In advance of the 20th anniversary of the 9/11 attacks, the Department of Homeland Security (DHS) has issued new guidance to local police departments warning that, among other things, opposition to pandemic-related lockdown policies could constitute a “terror threat.”
Conspiracy theories regarding the 2020 presidential election—including one that falsely claimed former President Donald Trump would unconstitutionally be reinstated to office in mid-August—are also considered potential threats. That’s despite the fact that, as NBC News reports, the new advisory is “not based on any actual threats or plots” but was spurred by a “rise in anti-government rhetoric” connected to mask and vaccine mandates.
the War on Terror has been turned inward on the American people pic.twitter.com/FyAFzbcYOO
— ludwig von yeezus ⁹ (@neoconremover) August 14, 2021
The actual two-page bulletin contains less inflammatory language than NBC’s interpretation of it. Still, it warns that threats “posed by domestic terrorists, individuals, and groups engaged in grievance-based violence” could be “exacerbated by impacts of the ongoing global pandemic, including grievances over public health safety measures and perceived government restrictions.” The document also warns that reopening schools, churches, and other places where people gather could “provide increased targets of opportunity for violence though there are currently no credible or imminent threats identified to these locations” (emphasis mine).
When all you have is a hammer, everything looks like a nail. And when your entire mission statement revolves around stopping terrorists, everything looks like an opportunity for terrorism.
It should go without saying that challenging or questioning the various constitutionally dubious, contradictory, and oftentimes nonsensical government policies that are ostensibly meant to combat the pandemic does not make someone a terrorist. Indeed, if that were the case, some government officials would be top suspects.
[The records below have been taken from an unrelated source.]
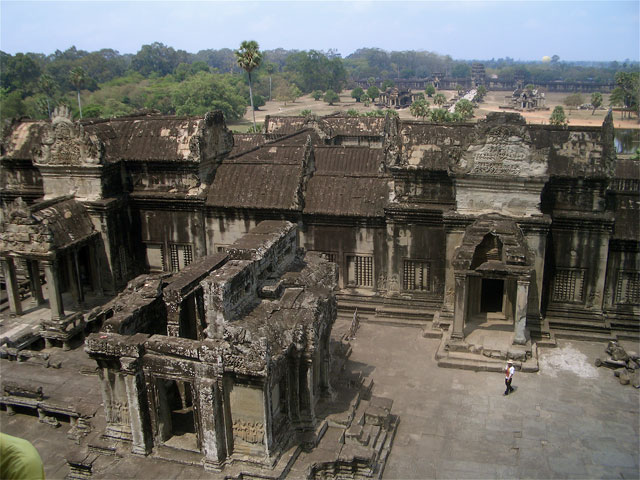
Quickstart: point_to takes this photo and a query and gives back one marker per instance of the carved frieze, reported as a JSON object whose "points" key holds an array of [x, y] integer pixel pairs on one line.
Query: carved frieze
{"points": [[66, 143], [504, 151], [248, 431]]}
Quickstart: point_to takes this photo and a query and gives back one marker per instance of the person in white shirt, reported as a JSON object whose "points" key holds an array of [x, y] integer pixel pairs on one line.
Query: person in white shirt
{"points": [[509, 371]]}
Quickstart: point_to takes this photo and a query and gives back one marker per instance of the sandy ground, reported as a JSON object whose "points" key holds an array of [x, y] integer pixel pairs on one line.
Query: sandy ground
{"points": [[492, 102]]}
It’s equally true that holding or sharing inaccurate opinions about the outcome of the last presidential election does not make someone a threat to the country. There’s a big difference between expressing an opinion and storming the U.S. Capitol building as part of a politically motivated riot—and law enforcement should be able to tell the difference.
But it is somewhat darkly ironic that a Republican administration birthed DHS—against the warnings of libertarians, who could see the obvious potential for dystopian mission creep right from the start—only to have the department now identify die-hard supporters of the last Republican president as terror threats. Perhaps the elements of the political right who believe they can impose moral order on the country via the machinery of government should take notice.